Problem when activating the global firewall

jalet

New Member
Mar 23, 2026
3
0
1
I've got a working 6 nodes stretched Proxmox VE9.1 + Ceph cluster, with hosts split over two datacenters (3 in each). In a third datacenter I've got a Proxmox VE 9.1 virtual machine (on vsphere) which acts as proxmox + ceph tie-breaker.

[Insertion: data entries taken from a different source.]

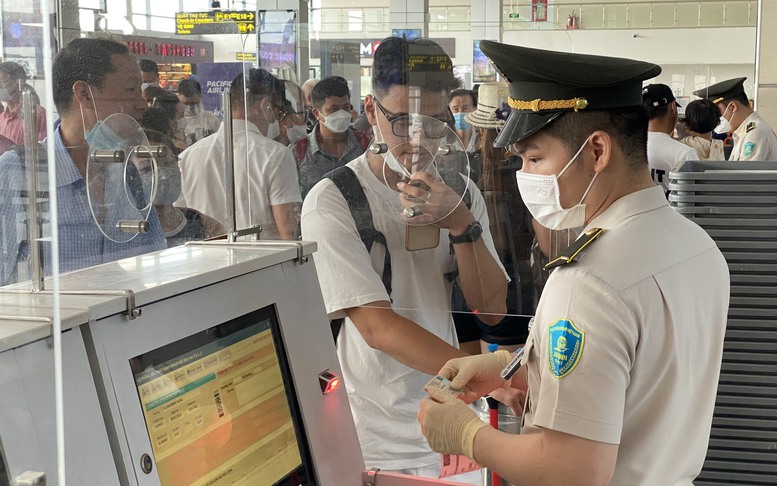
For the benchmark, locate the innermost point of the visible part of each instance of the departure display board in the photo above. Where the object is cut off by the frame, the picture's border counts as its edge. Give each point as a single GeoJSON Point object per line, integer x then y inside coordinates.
{"type": "Point", "coordinates": [217, 408]}
{"type": "Point", "coordinates": [215, 22]}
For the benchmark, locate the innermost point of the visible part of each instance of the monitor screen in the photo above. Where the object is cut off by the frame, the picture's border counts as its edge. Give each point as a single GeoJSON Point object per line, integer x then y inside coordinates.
{"type": "Point", "coordinates": [220, 407]}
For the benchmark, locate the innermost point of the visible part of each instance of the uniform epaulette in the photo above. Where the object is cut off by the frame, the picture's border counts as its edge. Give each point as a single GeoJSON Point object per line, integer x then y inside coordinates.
{"type": "Point", "coordinates": [573, 252]}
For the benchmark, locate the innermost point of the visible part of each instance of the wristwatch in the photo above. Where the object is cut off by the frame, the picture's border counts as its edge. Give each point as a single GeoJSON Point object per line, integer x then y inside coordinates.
{"type": "Point", "coordinates": [470, 235]}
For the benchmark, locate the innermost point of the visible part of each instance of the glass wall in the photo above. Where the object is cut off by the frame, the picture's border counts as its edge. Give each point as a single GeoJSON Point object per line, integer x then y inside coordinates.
{"type": "Point", "coordinates": [112, 171]}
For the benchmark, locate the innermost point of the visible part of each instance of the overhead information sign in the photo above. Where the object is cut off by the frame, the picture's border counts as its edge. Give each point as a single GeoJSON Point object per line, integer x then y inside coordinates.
{"type": "Point", "coordinates": [215, 22]}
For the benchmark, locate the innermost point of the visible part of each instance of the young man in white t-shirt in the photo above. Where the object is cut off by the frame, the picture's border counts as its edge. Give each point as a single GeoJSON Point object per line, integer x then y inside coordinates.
{"type": "Point", "coordinates": [391, 345]}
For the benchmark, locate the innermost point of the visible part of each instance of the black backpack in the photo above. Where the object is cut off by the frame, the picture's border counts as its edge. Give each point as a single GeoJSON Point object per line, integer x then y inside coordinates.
{"type": "Point", "coordinates": [346, 181]}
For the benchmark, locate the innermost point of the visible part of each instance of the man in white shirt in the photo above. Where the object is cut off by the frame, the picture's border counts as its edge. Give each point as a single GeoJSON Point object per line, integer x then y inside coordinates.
{"type": "Point", "coordinates": [664, 152]}
{"type": "Point", "coordinates": [266, 189]}
{"type": "Point", "coordinates": [753, 138]}
{"type": "Point", "coordinates": [198, 122]}
{"type": "Point", "coordinates": [396, 336]}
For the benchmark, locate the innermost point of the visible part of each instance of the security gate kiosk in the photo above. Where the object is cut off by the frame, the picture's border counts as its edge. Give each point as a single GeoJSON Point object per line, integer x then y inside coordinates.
{"type": "Point", "coordinates": [210, 364]}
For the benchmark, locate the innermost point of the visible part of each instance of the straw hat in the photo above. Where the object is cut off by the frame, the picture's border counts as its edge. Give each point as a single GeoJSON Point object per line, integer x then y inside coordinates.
{"type": "Point", "coordinates": [492, 108]}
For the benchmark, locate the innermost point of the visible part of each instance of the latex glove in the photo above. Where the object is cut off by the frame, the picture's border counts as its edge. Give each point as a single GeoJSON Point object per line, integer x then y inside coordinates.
{"type": "Point", "coordinates": [477, 375]}
{"type": "Point", "coordinates": [512, 397]}
{"type": "Point", "coordinates": [449, 424]}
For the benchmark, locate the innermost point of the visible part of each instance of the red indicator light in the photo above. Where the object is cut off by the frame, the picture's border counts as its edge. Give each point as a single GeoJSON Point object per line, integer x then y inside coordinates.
{"type": "Point", "coordinates": [329, 382]}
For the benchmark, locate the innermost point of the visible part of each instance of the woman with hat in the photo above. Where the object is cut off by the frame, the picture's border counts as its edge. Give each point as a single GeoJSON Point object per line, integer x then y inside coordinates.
{"type": "Point", "coordinates": [510, 226]}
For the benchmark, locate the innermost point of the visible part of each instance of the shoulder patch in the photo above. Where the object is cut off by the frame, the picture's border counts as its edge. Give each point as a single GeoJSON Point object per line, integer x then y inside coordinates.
{"type": "Point", "coordinates": [565, 346]}
{"type": "Point", "coordinates": [747, 150]}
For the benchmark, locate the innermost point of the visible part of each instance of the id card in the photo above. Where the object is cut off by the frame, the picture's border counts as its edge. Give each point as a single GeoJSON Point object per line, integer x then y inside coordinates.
{"type": "Point", "coordinates": [443, 384]}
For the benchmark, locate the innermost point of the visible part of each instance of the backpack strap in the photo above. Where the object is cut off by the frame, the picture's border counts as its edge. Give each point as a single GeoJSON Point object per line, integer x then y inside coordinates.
{"type": "Point", "coordinates": [348, 184]}
{"type": "Point", "coordinates": [300, 149]}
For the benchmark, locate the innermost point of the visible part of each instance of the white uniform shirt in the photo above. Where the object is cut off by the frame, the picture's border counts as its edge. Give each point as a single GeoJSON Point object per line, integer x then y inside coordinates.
{"type": "Point", "coordinates": [648, 300]}
{"type": "Point", "coordinates": [664, 154]}
{"type": "Point", "coordinates": [754, 140]}
{"type": "Point", "coordinates": [706, 149]}
{"type": "Point", "coordinates": [384, 394]}
{"type": "Point", "coordinates": [265, 175]}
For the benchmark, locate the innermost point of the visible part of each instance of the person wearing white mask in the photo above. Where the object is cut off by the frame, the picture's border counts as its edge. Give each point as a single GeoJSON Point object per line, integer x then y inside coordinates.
{"type": "Point", "coordinates": [753, 138]}
{"type": "Point", "coordinates": [332, 143]}
{"type": "Point", "coordinates": [293, 121]}
{"type": "Point", "coordinates": [664, 152]}
{"type": "Point", "coordinates": [197, 123]}
{"type": "Point", "coordinates": [266, 190]}
{"type": "Point", "coordinates": [627, 341]}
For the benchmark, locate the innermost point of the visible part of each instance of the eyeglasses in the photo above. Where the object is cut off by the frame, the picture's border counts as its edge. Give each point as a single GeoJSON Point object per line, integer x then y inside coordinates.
{"type": "Point", "coordinates": [402, 125]}
{"type": "Point", "coordinates": [6, 82]}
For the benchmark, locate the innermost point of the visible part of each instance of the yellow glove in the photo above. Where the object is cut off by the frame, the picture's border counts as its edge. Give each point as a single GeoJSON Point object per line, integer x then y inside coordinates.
{"type": "Point", "coordinates": [477, 375]}
{"type": "Point", "coordinates": [448, 424]}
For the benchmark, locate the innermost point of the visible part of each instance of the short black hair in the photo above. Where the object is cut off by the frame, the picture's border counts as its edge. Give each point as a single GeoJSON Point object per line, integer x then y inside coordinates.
{"type": "Point", "coordinates": [13, 70]}
{"type": "Point", "coordinates": [465, 92]}
{"type": "Point", "coordinates": [189, 87]}
{"type": "Point", "coordinates": [412, 62]}
{"type": "Point", "coordinates": [84, 59]}
{"type": "Point", "coordinates": [627, 126]}
{"type": "Point", "coordinates": [166, 101]}
{"type": "Point", "coordinates": [260, 82]}
{"type": "Point", "coordinates": [156, 119]}
{"type": "Point", "coordinates": [329, 86]}
{"type": "Point", "coordinates": [148, 66]}
{"type": "Point", "coordinates": [701, 116]}
{"type": "Point", "coordinates": [656, 111]}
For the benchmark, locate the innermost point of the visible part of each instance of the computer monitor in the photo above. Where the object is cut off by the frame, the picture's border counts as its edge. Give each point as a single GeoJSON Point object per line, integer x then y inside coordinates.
{"type": "Point", "coordinates": [217, 407]}
{"type": "Point", "coordinates": [218, 382]}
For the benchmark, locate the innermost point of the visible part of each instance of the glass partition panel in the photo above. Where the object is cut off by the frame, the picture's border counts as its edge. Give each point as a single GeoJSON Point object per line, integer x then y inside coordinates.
{"type": "Point", "coordinates": [616, 15]}
{"type": "Point", "coordinates": [640, 15]}
{"type": "Point", "coordinates": [663, 15]}
{"type": "Point", "coordinates": [591, 17]}
{"type": "Point", "coordinates": [686, 15]}
{"type": "Point", "coordinates": [712, 14]}
{"type": "Point", "coordinates": [740, 14]}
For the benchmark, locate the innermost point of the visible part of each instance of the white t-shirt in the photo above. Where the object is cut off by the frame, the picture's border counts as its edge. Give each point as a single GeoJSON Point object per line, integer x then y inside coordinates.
{"type": "Point", "coordinates": [628, 341]}
{"type": "Point", "coordinates": [265, 175]}
{"type": "Point", "coordinates": [664, 153]}
{"type": "Point", "coordinates": [384, 394]}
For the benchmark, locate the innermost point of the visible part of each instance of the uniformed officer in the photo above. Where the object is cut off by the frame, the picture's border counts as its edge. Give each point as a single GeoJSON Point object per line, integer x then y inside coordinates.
{"type": "Point", "coordinates": [623, 359]}
{"type": "Point", "coordinates": [753, 138]}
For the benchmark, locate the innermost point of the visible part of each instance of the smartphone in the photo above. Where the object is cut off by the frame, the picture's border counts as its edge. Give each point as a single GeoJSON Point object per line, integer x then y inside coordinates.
{"type": "Point", "coordinates": [421, 237]}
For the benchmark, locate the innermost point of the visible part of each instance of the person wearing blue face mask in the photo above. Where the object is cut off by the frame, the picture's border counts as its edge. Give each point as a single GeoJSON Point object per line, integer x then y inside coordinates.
{"type": "Point", "coordinates": [93, 79]}
{"type": "Point", "coordinates": [267, 192]}
{"type": "Point", "coordinates": [462, 102]}
{"type": "Point", "coordinates": [626, 345]}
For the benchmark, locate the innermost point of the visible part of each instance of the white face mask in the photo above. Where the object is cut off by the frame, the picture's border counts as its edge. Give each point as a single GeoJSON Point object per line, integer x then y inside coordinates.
{"type": "Point", "coordinates": [296, 133]}
{"type": "Point", "coordinates": [724, 126]}
{"type": "Point", "coordinates": [169, 184]}
{"type": "Point", "coordinates": [192, 110]}
{"type": "Point", "coordinates": [540, 194]}
{"type": "Point", "coordinates": [273, 130]}
{"type": "Point", "coordinates": [338, 122]}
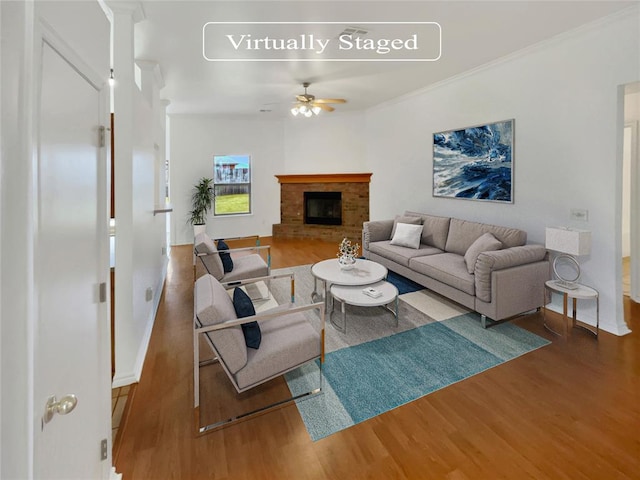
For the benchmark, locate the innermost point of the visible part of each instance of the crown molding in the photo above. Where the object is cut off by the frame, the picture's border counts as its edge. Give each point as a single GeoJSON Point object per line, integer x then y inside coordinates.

Each host has 4x25 Gbits/s interfaces in LACP bond defined as below. There's no physical support for a dedicated corosync network and we don't want to sacrifice two 25 Gbits/s ports for corosync, so corosync also runs on the bond and we know it's bad, but we are reusing old hardware to do a POC so it will be fine. Below an excerpt from /etc/network/interfaces on one of the 6 nodes) :

Code:
auto bond0
iface bond0 inet manual
    bond-slaves nic0 nic1 nic2 nic3
    bond-miimon 100
    bond-mode 802.3ad
    bond-xmit-hash-policy layer3+4
    mtu 9000
    bond-lacp-rate fast
#Aggrégat LACP

auto vmbr0
iface vmbr0 inet static
    address 10.250.42.11/24
    gateway 10.250.42.1
    bridge-ports bond0
    bridge-stp off
    bridge-fd 0
    bridge-vlan-aware yes
    bridge-vids 2-789 793-841 843-4094
    bridge-pvid 1
#Bridge + Management

auto vlan790
iface vlan790 inet static
    address 10.244.31.131/25
    mtu 9000
    vlan-raw-device bond0
#Corosync

auto vlan791
iface vlan791 inet static
    address 10.244.32.11/25
    mtu 9000
    vlan-raw-device bond0
    post-up ip route add 10.244.74.0/25 via 10.244.32.1
    post-down ip route del 10.244.74.0/25
#Ceph Frontend

auto vlan792
iface vlan792 inet static
    address 10.244.32.131/25
    mtu 9000
    vlan-raw-device bond0
#Ceph Backend

All is fine and good until we want to activate the firewall with the following /etc/pve/firewall/cluster.fw file, at which time Ceph goes down in flames but it seems that the nodes remain accessible from the GUI. Hopefully it's very robust and as soon as we delete /etc/pve/firewall/cluster.fw Ceph heals correctly.

Code:
[OPTIONS]
enable: 1
policy_in: DROP
policy_out: ACCEPT
policy_forward: ACCEPT

# For SysAdmins
[IPSET management]
10.165.0.0/24

# SSH / GUI network
[IPSET cluster_mgmt]
10.250.42.0/24

# Corosync network
[IPSET cluster_sync]
10.244.31.128/25

# Ceph Public network including tie-breaker network on 3rd site
[IPSET cluster_fceph]
10.244.32.0/25
10.244.74.0/25

# Ceph Cluster network
[IPSET cluster_bceph]
10.244.32.128/25

[RULES]
IN ACCEPT -i lo
IN Ping(ACCEPT)
IN ACCEPT -m conntrack --ctstate ESTABLISHED,RELATED
# Proxmox VE management network to management network
IN ACCEPT -i vmbr0 -source +cluster_mgmt -destination +cluster_mgmt
# Corosync to Corosync network
IN ACCEPT -i vlan790@bond0 -source +cluster_sync -destination +cluster_sync
# Ceph Public to Ceph Public network (including tie-breaker)
IN ACCEPT -i vlan791@bond0 -source +cluster_fceph -destination +cluster_fceph
# Ceph Cluster network to Ceph Cluster network
IN ACCEPT -i vlan792@bond0 -source +cluster_bceph -destination +cluster_bceph
# Ceph Cluster to Ceph Public network (is this needed at all ?)
IN ACCEPT -i vlan791@bond0 -source +cluster_bceph -destination +cluster_fceph
# Ceph Public to Ceph Cluster network (is this needed at all, Ceph's doc doesn't seem to imply so ?)
IN ACCEPT -i vlan792@bond0 -source +cluster_fceph -destination +cluster_bceph

From reading the documentation I believe pve-firewall will automatically add the rules to allow sysadmins to use the GUI/SSH.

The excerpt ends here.